Timing and Suspicion : Guarantees predated formal NPA declaration amid RBI -sanctioned restructuring; retrospective NPA tagging post-failure doesn't vitiate. Financial stress alone doesn't imply fraud—execution was "clearly established" via RITL communications.

Disclosure and Verification : Non-disclosure is a debtor lapse, not extinguishing creditor claims. RP's inspection validated documents; appellate-stage production suffices. NCLAT's "no verification" finding was " perverse ."

Under Section 62 IBC , the SC interfered in concurrent findings due to "glaring and manifest" errors, reinforcing its oversight role.

Directions and Relief Granted

The appeals succeeded fully: NCLT/NCLAT orders quashed; consortium recognized as financial creditors; RP mandated to reconstitute CoC inclusively and advance CIRP lawfully. This halts prolonged litigation, refocusing on resolution timelines.

Implications for Insolvency Practitioners

For lenders, this is a boon—guarantees now ironclad financial debt triggers, diminishing technical defenses. Banks must document restructurings meticulously, but gain leverage in group insolvencies. Resolution Professionals face heightened scrutiny on claim verification; proactive inspections are imperative to avert "perversity" accusations.
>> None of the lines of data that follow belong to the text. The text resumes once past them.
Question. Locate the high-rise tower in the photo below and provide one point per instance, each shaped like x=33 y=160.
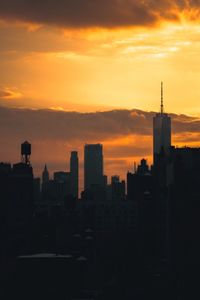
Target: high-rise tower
x=93 y=165
x=161 y=131
x=25 y=153
x=74 y=174
x=45 y=178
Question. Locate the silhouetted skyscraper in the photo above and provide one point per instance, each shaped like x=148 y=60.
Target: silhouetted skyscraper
x=161 y=131
x=93 y=165
x=74 y=173
x=45 y=178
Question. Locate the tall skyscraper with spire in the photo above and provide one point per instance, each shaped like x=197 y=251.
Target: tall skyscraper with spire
x=74 y=174
x=161 y=131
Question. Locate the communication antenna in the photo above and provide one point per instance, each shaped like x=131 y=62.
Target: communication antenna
x=162 y=105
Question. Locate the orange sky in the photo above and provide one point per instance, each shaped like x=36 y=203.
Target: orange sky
x=101 y=57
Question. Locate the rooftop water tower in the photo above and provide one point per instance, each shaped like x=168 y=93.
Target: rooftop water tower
x=26 y=153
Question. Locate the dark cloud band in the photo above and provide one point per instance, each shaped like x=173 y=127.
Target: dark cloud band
x=99 y=13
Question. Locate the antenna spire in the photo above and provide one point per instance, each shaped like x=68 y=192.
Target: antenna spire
x=162 y=105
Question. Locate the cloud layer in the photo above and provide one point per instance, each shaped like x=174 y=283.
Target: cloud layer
x=95 y=13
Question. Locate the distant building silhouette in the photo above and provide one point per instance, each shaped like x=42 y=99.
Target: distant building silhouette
x=93 y=166
x=25 y=152
x=74 y=172
x=161 y=131
x=45 y=180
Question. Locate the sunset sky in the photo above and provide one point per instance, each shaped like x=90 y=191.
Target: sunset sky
x=103 y=60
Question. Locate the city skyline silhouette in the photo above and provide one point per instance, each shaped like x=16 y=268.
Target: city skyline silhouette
x=99 y=150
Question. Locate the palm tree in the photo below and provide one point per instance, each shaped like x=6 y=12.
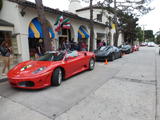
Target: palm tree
x=1 y=3
x=41 y=15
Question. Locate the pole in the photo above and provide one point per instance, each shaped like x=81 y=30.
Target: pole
x=43 y=21
x=91 y=26
x=115 y=22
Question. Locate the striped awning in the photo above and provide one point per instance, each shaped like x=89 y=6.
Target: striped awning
x=35 y=29
x=82 y=33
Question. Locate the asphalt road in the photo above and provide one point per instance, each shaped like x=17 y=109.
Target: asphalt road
x=126 y=89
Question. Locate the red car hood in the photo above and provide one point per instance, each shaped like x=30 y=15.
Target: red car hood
x=26 y=69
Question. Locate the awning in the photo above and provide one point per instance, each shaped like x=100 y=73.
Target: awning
x=6 y=26
x=82 y=33
x=35 y=30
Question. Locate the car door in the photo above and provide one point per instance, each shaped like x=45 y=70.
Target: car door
x=71 y=64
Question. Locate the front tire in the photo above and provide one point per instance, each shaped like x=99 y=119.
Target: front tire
x=91 y=64
x=57 y=77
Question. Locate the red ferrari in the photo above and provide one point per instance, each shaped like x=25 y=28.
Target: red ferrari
x=50 y=69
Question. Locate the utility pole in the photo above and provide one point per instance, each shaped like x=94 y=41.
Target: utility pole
x=91 y=26
x=43 y=21
x=116 y=25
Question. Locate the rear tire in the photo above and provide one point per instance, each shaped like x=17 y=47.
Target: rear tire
x=91 y=64
x=57 y=77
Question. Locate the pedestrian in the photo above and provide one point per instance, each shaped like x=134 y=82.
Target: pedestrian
x=5 y=52
x=83 y=46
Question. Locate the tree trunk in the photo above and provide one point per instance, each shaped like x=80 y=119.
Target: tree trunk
x=1 y=4
x=43 y=21
x=91 y=26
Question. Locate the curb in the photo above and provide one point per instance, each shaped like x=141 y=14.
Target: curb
x=3 y=80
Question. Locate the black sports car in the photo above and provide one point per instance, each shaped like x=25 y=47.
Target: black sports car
x=108 y=52
x=126 y=49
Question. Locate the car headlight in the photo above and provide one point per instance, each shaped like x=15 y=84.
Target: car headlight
x=39 y=70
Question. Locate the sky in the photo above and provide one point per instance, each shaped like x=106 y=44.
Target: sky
x=150 y=21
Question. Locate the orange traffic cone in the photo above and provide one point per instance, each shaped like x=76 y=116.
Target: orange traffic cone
x=106 y=61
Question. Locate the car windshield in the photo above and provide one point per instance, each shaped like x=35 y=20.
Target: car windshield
x=57 y=56
x=105 y=48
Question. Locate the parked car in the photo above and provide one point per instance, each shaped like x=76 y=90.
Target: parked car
x=126 y=49
x=135 y=48
x=108 y=52
x=143 y=44
x=50 y=69
x=151 y=44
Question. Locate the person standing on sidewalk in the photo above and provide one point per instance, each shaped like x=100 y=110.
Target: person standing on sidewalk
x=5 y=52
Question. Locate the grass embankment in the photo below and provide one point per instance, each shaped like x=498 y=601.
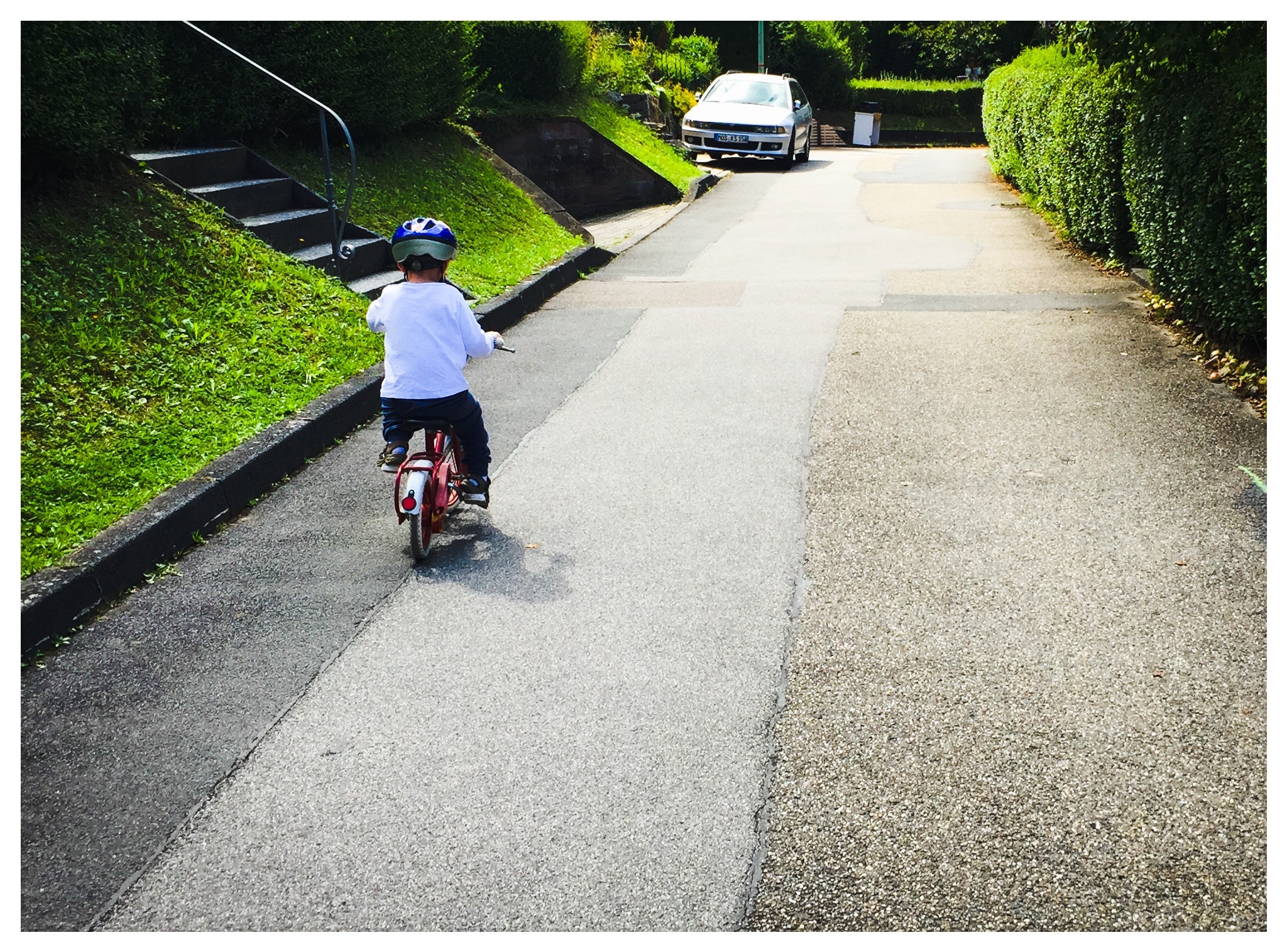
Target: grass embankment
x=155 y=337
x=503 y=236
x=668 y=161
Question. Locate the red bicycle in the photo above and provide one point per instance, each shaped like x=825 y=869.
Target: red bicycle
x=427 y=484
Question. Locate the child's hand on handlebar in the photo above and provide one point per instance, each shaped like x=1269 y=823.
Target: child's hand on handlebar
x=497 y=341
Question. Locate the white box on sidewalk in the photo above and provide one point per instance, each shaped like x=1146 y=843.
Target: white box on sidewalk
x=867 y=128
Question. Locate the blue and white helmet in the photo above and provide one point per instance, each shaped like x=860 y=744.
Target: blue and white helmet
x=424 y=236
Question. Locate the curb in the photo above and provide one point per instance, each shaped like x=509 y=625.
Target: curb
x=699 y=187
x=57 y=599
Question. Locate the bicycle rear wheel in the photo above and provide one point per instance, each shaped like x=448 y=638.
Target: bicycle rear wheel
x=421 y=529
x=441 y=495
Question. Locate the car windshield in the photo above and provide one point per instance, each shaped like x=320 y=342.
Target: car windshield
x=755 y=92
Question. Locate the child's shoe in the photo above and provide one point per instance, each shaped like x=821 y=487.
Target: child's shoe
x=393 y=456
x=474 y=491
Lawyers advising corporates should caution on intra-group guarantees during distress, probing related-party transaction approvals ( Section 188 Companies Act ) to preempt Section 66 IBC avoidance. Litigators can pivot from procedural nitpicks to merits, streamlining Adjudicating Authority dockets.

Broader Ramifications for Corporate India

Amid India's distressed asset surge (NPAs linger despite IBC's 70%+ recovery uptick), this precedent bolsters banking sector confidence, potentially accelerating resolutions in conglomerates like Reliance ADAG. It harmonizes IBC primacy over ancillary laws (e.g., Stamp Acts), advancing the Code's creditor-driven ethos.

Yet, lingering queries persist: Could such guarantees invite avoidance if proven preferential? Reliance's history (fund diversions alleged) underscores governance imperatives—regulators like SFIO / SEBI may intensify intra-group scrutiny. Globally, with ECB pressures and 2026 hedging costs, fortified domestic frameworks attract FDI.

This aligns with SC's IBC oeuvre ( Swiss Ribbons , Essar Steel ), prioritizing value maximization over equity dilution via technicalities.

Conclusion

The Supreme Court's exposition elevates corporate guarantees from contested instruments to bedrock financial debts under IBC, eviscerating procedural chicanery. By reinstating the SBI consortium and mandating CoC revival, it signals judicial commitment to IBC's transformative mandate: timely, creditor-centric resolutions. Legal professionals must recalibrate strategies, embracing this clarity to navigate India's evolving insolvency landscape with renewed vigor.